Il gas russo non sarà più un problema già da fine anno. L'annuncio arriva dal Ministro delle Imprese e del Made in Italy, Adolfo Urso, che anticipa il raggiungimento (anzitempo) di un obiettivo che il precedente governo Draghi aveva fissato per l'autunno-inverno del 2024. «Se parliamo di autosufficienza dalla Russia, noi la raggiungiamo quest'anno con i due rigassificatori di Piombino e Ravenna», ha dichiarato il ministro ad Affaritaliani.it. «Ovviamente importeremo di più dall'Algeria e poi dall'Azerbaijan oltre ad aumentare la produzione per esempio nell'Adriatico centrale e con quello che importeremo in più da altre aree africane, Qatar e certamente nel tempo dai giacimenti Eni del mar Mediterraneo centrale».

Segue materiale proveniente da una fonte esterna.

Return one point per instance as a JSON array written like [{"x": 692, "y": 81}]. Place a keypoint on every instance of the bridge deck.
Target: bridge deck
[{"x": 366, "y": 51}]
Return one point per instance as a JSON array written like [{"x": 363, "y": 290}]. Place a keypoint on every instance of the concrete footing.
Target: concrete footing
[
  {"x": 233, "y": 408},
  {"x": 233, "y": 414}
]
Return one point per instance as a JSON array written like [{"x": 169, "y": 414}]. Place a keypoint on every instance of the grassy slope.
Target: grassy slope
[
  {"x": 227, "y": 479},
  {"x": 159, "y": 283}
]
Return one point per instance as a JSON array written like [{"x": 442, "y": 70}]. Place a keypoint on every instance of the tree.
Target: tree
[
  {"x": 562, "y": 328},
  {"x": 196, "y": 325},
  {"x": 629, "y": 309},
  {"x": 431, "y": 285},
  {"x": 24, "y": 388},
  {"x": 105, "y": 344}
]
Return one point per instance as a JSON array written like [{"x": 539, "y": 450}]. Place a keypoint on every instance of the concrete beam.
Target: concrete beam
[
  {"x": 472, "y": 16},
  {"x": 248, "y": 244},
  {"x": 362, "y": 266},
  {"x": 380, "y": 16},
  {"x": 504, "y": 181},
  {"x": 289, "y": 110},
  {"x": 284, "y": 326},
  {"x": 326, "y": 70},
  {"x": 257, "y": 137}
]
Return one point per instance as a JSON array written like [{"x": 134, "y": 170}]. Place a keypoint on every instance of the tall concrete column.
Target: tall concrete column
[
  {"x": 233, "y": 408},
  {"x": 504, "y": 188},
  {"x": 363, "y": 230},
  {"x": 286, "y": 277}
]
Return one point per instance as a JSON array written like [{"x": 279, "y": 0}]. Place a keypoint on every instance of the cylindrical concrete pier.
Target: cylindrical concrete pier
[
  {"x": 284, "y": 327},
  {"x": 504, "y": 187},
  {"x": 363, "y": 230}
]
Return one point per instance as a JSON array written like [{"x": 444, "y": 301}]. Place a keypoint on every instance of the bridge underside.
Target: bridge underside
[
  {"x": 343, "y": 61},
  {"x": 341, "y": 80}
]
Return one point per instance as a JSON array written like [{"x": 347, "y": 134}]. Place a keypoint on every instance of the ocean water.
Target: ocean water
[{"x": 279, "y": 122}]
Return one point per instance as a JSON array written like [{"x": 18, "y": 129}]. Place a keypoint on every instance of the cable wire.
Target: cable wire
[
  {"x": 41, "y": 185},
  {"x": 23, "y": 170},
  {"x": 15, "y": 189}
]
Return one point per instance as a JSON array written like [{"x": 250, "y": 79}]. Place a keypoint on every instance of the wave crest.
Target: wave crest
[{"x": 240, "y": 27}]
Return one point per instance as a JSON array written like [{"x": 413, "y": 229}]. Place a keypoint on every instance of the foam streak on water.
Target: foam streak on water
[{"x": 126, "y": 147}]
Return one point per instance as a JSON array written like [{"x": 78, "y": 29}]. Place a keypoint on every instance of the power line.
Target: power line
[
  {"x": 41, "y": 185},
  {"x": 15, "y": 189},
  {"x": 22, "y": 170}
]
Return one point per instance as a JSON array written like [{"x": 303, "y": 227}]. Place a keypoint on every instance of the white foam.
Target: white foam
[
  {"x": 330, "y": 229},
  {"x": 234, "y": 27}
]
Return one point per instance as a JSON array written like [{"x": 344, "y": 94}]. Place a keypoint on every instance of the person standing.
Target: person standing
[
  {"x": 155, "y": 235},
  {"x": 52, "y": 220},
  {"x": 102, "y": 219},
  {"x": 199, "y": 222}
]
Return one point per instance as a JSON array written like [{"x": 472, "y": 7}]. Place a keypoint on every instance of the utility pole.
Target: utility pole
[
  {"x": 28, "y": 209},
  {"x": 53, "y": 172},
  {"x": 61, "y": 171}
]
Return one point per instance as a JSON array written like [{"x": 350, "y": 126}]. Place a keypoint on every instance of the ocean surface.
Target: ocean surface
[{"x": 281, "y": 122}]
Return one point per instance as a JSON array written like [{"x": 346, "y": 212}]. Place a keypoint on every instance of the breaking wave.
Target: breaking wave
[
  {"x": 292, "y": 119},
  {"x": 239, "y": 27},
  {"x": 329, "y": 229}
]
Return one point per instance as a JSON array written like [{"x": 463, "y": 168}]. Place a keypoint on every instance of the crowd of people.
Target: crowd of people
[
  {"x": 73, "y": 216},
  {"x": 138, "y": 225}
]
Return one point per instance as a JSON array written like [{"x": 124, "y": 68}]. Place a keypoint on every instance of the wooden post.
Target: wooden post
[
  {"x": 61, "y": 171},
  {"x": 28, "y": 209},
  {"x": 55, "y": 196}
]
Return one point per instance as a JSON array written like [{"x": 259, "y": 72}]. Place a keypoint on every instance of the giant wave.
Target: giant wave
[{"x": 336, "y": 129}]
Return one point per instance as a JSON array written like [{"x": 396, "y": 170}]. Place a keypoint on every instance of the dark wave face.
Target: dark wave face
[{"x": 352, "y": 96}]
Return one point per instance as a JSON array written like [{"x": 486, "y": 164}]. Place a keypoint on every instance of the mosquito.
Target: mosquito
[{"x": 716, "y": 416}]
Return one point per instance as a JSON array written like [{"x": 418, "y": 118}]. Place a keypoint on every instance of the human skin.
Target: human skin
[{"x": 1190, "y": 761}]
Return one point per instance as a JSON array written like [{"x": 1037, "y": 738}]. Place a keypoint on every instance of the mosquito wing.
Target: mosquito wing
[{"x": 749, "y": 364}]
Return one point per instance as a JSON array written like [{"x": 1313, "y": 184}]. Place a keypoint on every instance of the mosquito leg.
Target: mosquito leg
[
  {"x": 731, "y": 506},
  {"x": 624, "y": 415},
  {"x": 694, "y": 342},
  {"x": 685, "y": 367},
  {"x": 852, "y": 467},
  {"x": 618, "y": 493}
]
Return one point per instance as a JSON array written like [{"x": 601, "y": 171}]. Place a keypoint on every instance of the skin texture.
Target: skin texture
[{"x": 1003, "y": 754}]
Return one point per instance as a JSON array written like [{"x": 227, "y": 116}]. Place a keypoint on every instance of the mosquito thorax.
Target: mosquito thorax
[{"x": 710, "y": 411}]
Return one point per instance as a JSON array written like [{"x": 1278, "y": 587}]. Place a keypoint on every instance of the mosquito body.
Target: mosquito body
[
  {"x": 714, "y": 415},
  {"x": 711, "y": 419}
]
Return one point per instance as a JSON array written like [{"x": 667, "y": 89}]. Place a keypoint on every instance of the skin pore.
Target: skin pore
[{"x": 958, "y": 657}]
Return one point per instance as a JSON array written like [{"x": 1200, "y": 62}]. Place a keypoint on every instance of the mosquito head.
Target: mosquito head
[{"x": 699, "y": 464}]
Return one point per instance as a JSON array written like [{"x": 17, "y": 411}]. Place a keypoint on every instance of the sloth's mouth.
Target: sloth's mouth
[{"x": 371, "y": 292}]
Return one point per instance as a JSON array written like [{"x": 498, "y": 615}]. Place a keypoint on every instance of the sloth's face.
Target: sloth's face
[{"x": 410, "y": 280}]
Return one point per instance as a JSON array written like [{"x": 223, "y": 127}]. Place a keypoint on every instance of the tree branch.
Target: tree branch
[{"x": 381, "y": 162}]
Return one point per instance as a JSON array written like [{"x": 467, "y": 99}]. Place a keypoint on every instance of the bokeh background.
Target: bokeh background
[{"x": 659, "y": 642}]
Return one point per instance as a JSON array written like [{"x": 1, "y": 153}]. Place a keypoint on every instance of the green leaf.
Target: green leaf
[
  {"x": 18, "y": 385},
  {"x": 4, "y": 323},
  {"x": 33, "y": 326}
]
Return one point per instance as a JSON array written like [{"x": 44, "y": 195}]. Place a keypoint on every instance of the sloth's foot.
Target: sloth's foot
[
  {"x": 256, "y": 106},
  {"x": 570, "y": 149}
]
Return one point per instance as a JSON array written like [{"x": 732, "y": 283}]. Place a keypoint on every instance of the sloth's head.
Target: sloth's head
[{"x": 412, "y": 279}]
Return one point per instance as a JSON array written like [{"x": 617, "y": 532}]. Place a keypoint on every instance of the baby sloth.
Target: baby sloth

Se la tabella profilata da Urso venisse rispettata, quindi, l'Italia si toglierebbe un grosso pensiero e sarebbe un successo per il governo. Del resto, l'importazione da quasi 29 miliardi di metri cubi di metano dalla Russia nel 2021 sembrava una montagna quasi impossibile da scalare. Già il governo Draghi era riuscito a ridurre la dipendenza dal 40% al 25%, con il governo Meloni però c'è stata un'ulteriore spinta e, all'inizio del 2023, i volumi da Mosca erano già crollati dell'82 per cento. La ricetta dell'esecutivo punta su incremento della produzione del gas nazionale (che andrà al raddoppio dai 3 miliardi di metri cubi dell'anno scorso), potenziamento degli accordi esistenti (per esempio quello siglato in Algeria a gennaio), maggiori afflussi dal gasdotto Tap (che vuole raddoppiare in 5 anni), più rinnovabili. Oltre alle extra forniture di gas naturale liquefatto, per le quali avranno un ruolo vitale i due rigassificatori di Piombino e Ravenna. Il primo, la nave Golar Tundra, entrerà in attività secondo i piani a maggio di quest'anno, con i suoi circa 5 miliardi di metri cubi di capacità di rigassificazione. L'impianto di Ravenna, del quale Snam cura l'allestimento, dovrebbe essere pronto a fine 2024, ma il governo spera di poter terminare anche prima.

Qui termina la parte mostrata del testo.